Randomly getting error while generating word timestamps #59

rahulmate · 2024-04-09T17:36:35Z

code
`model = whisper_s2t.load_model(model_identifier="large-v2", asr_options={'word_timestamps': True},backend='TensorRT-LLM')

files = ['output.wav']
lang_codes = ['en']
tasks = ['transcribe']
initial_prompts = [None]

out = model.transcribe_with_vad(files,
lang_codes=lang_codes,
tasks=tasks,
initial_prompts=initial_prompts,
batch_size=16)`

For above code sometime it throws in below error for same file. Is there any explanation for it.
`RuntimeError Traceback (most recent call last)
Cell In[15], line 10
8 initial_prompts = [None]
9 start =time.time()
---> 10 out = model.transcribe_with_vad(files,
11 lang_codes=lang_codes,
12 tasks=tasks,
13 initial_prompts=initial_prompts,
14 batch_size=16)
15 end =time.time()
16 print(f"batch :: {16} time:: {end-start}")

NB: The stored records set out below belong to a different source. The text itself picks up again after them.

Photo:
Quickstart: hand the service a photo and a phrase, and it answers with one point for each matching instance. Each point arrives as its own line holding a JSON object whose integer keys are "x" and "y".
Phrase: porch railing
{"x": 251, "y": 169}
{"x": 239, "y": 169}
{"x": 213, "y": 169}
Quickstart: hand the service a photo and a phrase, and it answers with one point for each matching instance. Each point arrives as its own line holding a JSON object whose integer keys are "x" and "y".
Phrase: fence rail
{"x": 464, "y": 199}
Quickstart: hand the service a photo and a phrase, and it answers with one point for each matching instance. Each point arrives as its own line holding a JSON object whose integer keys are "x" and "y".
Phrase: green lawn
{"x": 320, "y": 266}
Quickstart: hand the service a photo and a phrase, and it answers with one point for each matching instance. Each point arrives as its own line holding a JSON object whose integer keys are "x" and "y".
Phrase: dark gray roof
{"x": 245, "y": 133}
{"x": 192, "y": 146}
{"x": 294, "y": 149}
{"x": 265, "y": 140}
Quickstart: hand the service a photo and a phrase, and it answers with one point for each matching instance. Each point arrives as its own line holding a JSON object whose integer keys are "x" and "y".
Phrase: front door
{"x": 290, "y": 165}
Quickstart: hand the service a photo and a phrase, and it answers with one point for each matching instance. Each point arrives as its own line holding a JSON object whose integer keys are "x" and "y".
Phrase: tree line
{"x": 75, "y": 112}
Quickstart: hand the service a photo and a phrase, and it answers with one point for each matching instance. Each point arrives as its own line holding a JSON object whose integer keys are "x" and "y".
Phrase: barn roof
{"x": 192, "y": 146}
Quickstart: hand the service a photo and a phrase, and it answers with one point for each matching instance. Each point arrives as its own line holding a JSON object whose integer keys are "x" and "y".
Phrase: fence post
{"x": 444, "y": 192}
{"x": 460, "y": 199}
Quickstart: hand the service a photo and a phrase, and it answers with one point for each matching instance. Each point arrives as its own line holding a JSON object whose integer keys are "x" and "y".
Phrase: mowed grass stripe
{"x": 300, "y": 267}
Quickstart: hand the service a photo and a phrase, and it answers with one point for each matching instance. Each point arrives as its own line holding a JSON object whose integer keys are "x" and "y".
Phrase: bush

File ~/temp_triton/triton_env/lib/python3.10/site-packages/torch/utils/_contextlib.py:115, in context_decorator..decorate_context(*args, **kwargs)
112 @functools.wraps(func)
113 def decorate_context(*args, **kwargs):
114 with ctx_factory():
--> 115 return func(*args, **kwargs)

File ~/temp_triton/triton_env/lib/python3.10/site-packages/whisper_s2t/backends/init.py:171, in WhisperModel.transcribe_with_vad(self, audio_files, lang_codes, tasks, initial_prompts, batch_size)
169 for signals, prompts, seq_len, seg_metadata, pbar_update in self.data_loader(audio_files, lang_codes, tasks, initial_prompts, batch_size=batch_size):
170 mels, seq_len = self.preprocessor(signals, seq_len)
--> 171 res = self.generate_segment_batched(mels.to(self.device), prompts, seq_len, seg_metadata)
173 for res_idx, _seg_metadata in enumerate(seg_metadata):
174 responses[_seg_metadata['file_id']].append({**res[res_idx],
175 'start_time': round(_seg_metadata['start_time'], 3),
176 'end_time': round(_seg_metadata['end_time'], 3)})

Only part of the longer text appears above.